Over the years, I have discovered that many engineers think that behavioral and register transfer level models are the same. On closer questioning I find that these engineers are unware that a higher level of abstraction exists above RTL. Well there is, and when it comes to board and system level design and verification, the difference is very important.
The short version of the comparison is: a behavioral model describes what something does; an RTL model describes how it does it. For example, an RTL adder must describe the registers for the operands, the carry method, and a clock. It may be done in various ways to balance speed and area. For a behavioral adder, A + B = C is sufficient. As you might imagine, A + B = C also simulates a lot faster than all those gates and registers in the RTL model.
FMF models are behavioral in their level of abstraction. Their purpose is to faithfully model what happens at a component’s pins without regard to how the component is actually implemented. In addition, they have features that are intended to aid the debugging of designs that do not work correctly. These features come in two categories: functional and timing.

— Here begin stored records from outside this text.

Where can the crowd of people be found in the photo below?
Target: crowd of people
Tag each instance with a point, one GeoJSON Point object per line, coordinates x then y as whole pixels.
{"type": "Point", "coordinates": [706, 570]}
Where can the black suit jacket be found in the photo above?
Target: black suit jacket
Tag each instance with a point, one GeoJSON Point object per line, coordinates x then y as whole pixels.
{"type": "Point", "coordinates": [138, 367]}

The functional debugging features are the most varied. They can flag simple wiring errors like failing to provide a pull-up on an open-collector output, a pull-down on an ECL output, or connecting an unused differential ECL input to Vbb. A behavioral model will give an uninitialized output from a memory location that has never been written and an unknown output from one that has been corrupted. FMF DRAM models will warn you if you write to a device that has not been properly initialized after power up or if you neglect to refresh the memory within the proper time. They can be probed to view what commands they receive and what their current state is. Many other features are provided depending on the type of component being modeled.
The timing debugging features are predominantly those provided by VHDL/VITAL and Verilog. They include propagation delays, interconnect delays, setup and hold checks, pulse width checks, and recovery and removal checks. Because FMF models receive their timing data through SDF annotation, timing may be modified for speed grades or for application specific de-rating without changing or recompiling the model. It can all be done by editing a simple XML file.
There are other uses for behavioral models. In the famous top down design methodology, a behavioral model for an ASIC or a system along with a testbench is created before detailed design is begun. This model and testbench are used to validate the specification and are sometimes referred to as an executable specification. Once the spec has passed verification, the detailed design, RTL or board-level schematics, are created and compared to the original behavioral description. When they match, the design is (functionally) complete.
I have seen this methodology used. It is not common but when I have seen it used it has produced good results in terms of both function and schedule. If you have tried it, please comment with what your experience was.